As the messenger entered, Flannery looked up from his letter, and he smiled with pleasure. He was glad to see some one from the head office. He wanted information about some of the words he was ordered to use. He was puzzled about "stript." Did it mean "striped" or "stripped"? And was "tost" the kind of toast you eat or the kind you drink? And how about that funny looking combination of letters "thru," and a dozen others?

"I'm glad t' see th' sight av ye," he said, holding out his hand, "for I do be wantin' some help on these three hunderd worrds th' Prisidint has been simplifyin' down. 'Tis a tumble job they be, thim three hunderd! Some av thim I never will be after learnin'. Look at this now," he said, putting his finger on "orthopedic." "And this wan," he said, touching "esophagus." "Thim be tough wans! But it's thankful I am there be but three hunderd av thim. There w'u'd be no ind t' th' day's worrk sh'u'd th' Prisidint take a notion t' reforrm th' whole dic-shunnery. If he was t' shorten all th' worrds in th' English language, I w'u'd have a long job av it, niver knowin' whin th' worrds was spelled right or wrong. They be a powerful increase of worrk, thim three hunderd worrds. Take this wan, now -- 'thoroly' -- 'tis a bird, that wan is! But Flannery will stick t' th' list!"

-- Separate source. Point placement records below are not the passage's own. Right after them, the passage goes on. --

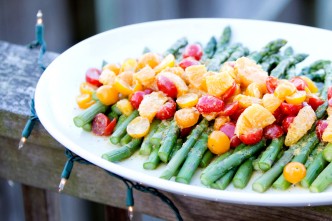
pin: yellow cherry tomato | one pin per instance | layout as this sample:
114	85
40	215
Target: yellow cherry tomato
218	142
294	172
84	100
139	127
87	88
296	98
187	100
107	95
125	106
186	117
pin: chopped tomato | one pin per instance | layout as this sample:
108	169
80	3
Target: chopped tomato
271	84
273	131
230	92
92	76
253	137
167	110
299	83
286	122
315	102
167	86
102	126
321	126
193	50
230	109
290	109
209	104
187	62
137	98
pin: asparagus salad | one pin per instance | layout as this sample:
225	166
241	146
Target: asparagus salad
220	107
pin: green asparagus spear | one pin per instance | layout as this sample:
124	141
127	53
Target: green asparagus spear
181	155
146	146
169	142
230	162
123	152
243	174
121	130
284	64
270	154
192	161
88	114
323	180
300	156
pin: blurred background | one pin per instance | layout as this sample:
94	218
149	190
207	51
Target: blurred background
69	21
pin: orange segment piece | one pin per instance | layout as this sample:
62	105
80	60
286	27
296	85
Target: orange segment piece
186	117
168	61
139	127
195	74
187	100
151	104
300	126
253	117
219	83
296	98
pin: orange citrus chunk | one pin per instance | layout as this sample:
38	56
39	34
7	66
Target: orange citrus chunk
271	102
253	117
247	72
145	76
122	87
246	101
219	83
168	61
297	98
195	74
112	67
148	59
220	121
187	100
181	86
327	134
125	107
129	64
151	104
300	125
138	127
107	77
218	142
311	85
186	117
284	89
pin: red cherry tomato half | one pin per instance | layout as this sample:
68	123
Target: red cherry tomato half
299	83
92	76
252	138
321	126
102	126
209	104
189	61
230	109
167	86
167	110
290	109
137	98
315	102
235	141
271	84
228	129
329	93
230	92
286	122
273	131
193	50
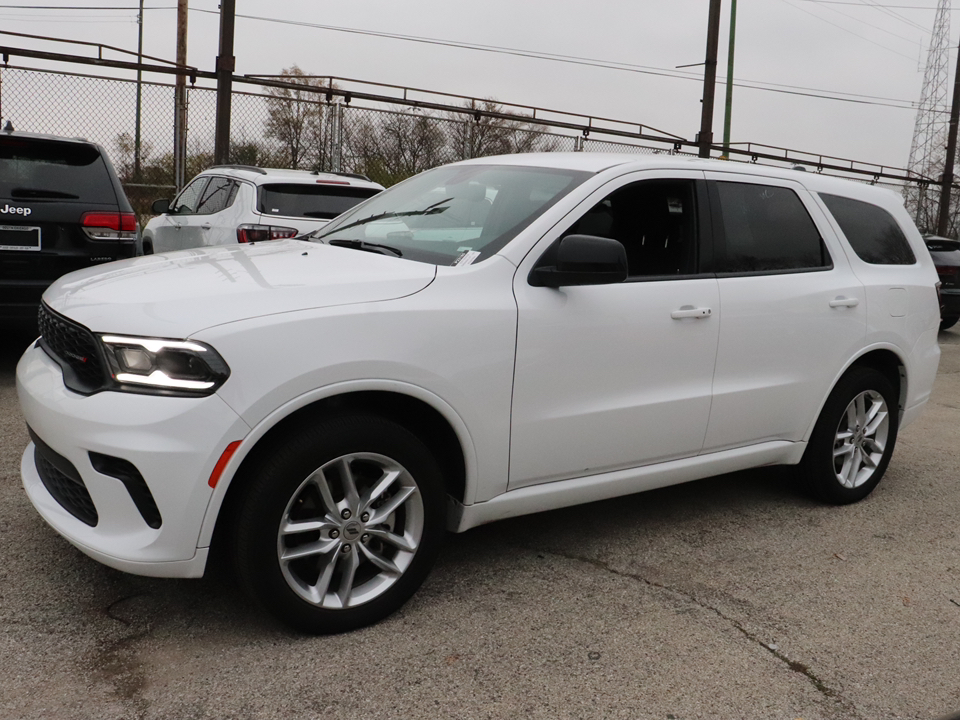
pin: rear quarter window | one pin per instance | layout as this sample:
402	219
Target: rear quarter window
51	170
320	202
872	232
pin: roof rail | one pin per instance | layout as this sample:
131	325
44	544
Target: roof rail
251	168
358	176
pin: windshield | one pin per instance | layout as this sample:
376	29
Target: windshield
453	215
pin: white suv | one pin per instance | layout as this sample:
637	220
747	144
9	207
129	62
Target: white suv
229	204
492	338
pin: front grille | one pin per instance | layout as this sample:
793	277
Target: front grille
63	482
74	348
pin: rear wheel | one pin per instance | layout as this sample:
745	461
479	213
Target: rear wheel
340	524
853	439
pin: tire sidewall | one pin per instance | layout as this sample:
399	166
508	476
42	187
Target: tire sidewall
817	465
281	474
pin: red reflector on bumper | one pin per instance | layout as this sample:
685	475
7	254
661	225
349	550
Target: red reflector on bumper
222	463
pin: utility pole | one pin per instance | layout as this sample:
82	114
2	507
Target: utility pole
728	111
136	139
180	101
226	64
944	219
705	138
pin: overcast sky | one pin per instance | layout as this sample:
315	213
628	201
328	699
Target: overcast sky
872	51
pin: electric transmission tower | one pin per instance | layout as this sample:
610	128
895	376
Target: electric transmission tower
929	147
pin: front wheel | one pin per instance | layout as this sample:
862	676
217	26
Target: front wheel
340	524
853	439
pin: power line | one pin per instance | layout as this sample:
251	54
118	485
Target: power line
847	30
591	62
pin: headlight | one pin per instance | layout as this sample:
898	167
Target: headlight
164	367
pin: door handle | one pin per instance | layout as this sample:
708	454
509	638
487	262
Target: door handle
844	302
688	311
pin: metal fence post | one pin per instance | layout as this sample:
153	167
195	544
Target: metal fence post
336	138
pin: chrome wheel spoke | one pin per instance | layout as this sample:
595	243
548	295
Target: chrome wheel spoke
391	505
350	494
844	449
349	563
877	419
294	527
383	563
401	542
320	547
319	481
319	590
382	485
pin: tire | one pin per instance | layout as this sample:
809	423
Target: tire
843	463
368	497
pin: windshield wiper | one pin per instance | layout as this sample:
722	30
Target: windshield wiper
364	245
429	210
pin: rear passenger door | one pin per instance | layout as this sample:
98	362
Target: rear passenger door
793	310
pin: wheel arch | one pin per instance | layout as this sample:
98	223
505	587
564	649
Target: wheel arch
885	359
421	412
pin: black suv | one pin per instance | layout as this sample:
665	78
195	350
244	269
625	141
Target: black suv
62	208
946	257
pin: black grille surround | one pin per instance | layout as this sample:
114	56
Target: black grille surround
63	482
75	349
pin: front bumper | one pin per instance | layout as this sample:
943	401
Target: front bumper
174	443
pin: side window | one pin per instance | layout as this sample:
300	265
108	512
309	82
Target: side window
871	231
187	201
766	229
217	196
655	221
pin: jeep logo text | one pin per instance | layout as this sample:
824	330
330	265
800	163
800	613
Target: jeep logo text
11	210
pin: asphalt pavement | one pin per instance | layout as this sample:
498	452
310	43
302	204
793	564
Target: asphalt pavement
732	597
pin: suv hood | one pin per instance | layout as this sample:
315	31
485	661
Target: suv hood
178	294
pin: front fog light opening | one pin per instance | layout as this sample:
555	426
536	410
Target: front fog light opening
165	366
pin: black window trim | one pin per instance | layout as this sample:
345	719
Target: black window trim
719	233
703	230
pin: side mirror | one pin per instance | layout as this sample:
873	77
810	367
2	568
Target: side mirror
581	260
160	207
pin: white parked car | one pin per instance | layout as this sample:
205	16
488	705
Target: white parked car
229	204
492	338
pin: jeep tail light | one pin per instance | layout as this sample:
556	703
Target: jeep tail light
258	233
109	226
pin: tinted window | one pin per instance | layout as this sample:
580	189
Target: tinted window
871	231
655	221
217	196
766	229
323	202
47	169
188	200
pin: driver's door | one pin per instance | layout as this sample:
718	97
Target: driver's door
616	376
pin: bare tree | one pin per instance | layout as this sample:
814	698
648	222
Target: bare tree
296	120
391	147
482	135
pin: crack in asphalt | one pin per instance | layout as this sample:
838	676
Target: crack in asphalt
125	674
797	667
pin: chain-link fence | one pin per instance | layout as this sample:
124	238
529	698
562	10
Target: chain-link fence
296	124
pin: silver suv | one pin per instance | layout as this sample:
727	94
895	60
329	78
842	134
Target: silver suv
229	204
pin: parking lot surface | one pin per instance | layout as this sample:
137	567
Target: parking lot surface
732	597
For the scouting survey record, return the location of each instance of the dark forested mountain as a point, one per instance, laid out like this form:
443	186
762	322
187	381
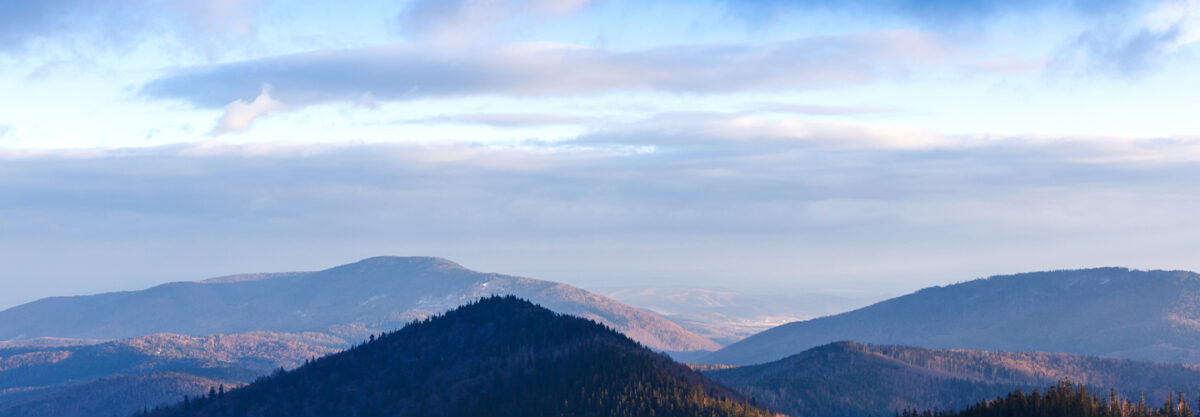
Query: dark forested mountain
1110	312
856	380
499	356
377	294
64	379
1067	399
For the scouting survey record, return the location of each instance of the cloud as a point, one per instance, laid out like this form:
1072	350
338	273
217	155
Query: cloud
239	114
121	22
460	22
1114	52
939	13
706	210
819	109
408	72
513	119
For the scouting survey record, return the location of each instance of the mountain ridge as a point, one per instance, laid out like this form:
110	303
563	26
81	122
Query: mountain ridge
498	356
1111	312
850	379
372	295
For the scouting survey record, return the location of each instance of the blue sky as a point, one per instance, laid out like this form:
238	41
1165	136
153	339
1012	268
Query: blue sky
859	146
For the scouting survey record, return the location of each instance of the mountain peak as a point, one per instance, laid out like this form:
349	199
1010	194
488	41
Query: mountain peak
403	263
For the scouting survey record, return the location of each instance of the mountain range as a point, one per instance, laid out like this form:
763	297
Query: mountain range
725	315
1152	315
118	378
849	379
349	301
499	356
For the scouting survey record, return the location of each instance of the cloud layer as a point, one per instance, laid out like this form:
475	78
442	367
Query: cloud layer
783	203
406	72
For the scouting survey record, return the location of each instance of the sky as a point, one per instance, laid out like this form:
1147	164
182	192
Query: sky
862	146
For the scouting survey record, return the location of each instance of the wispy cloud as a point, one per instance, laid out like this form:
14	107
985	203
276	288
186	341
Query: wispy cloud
461	22
513	119
239	114
703	206
119	22
406	72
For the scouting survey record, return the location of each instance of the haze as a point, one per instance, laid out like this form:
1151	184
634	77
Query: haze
859	147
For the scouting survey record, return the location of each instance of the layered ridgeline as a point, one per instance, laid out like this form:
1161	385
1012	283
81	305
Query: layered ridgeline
1110	312
64	379
725	315
495	357
377	294
856	380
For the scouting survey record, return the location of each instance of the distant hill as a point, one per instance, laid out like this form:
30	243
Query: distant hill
856	380
725	315
118	378
114	396
352	301
499	356
1110	312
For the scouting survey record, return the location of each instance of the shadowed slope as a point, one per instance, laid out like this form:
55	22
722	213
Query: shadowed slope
856	380
1111	312
495	357
376	294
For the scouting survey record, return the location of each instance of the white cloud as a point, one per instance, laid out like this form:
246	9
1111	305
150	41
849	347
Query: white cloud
239	114
462	22
1182	14
405	72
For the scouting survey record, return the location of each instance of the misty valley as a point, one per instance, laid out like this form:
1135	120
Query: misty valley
427	337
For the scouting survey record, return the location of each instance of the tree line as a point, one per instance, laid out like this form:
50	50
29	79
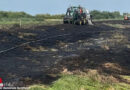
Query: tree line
95	13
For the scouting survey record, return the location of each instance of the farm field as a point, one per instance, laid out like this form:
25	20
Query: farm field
46	55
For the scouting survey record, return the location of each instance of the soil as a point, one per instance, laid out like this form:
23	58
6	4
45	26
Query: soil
53	48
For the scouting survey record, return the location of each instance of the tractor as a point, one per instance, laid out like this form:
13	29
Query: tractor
77	15
126	16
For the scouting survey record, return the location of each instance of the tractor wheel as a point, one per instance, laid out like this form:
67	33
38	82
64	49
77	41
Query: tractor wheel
80	22
65	22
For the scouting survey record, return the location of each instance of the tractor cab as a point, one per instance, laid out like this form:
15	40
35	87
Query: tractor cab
126	16
76	15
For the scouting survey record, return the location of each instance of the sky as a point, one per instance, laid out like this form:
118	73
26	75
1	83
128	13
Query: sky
34	7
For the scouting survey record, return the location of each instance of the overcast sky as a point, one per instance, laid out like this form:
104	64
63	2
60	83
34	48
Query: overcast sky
59	6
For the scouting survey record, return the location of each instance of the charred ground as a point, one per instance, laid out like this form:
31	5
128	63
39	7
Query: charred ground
65	48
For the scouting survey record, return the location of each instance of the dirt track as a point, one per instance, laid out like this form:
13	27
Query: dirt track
64	46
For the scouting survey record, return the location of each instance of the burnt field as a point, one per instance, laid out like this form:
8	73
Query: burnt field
33	55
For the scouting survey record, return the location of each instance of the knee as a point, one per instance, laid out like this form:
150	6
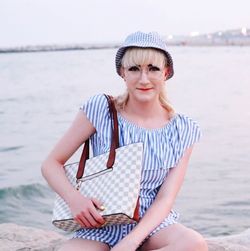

The messenger laid the paper he had been holding upon Flannery's desk.

"I will be needin' an assistant sh'u'd th' Prisidint promulgate any more worrds like thim, said Flannery; "and I w'u'd recommind he be Corbett or Sullivan or wan of th' other sluggers, for th' patrons av th' company be not all easy-goin' like Mr. Warold. But progress is th' worrd of th' day, and I stand for shorter worrds, no matter how much extry worrk they mek. Th' Prisidint has a great head on him."

He opened the paper on his desk and read it.

"General Order Number Seven Hundred and Twenty:

"To all employees of the Interurban Express Company: Cancel General Order Number Seven Hundred and Nineteen. By order of the President."

"As I was sayin'," said Flannery, "th' Prisidint has a great head on him."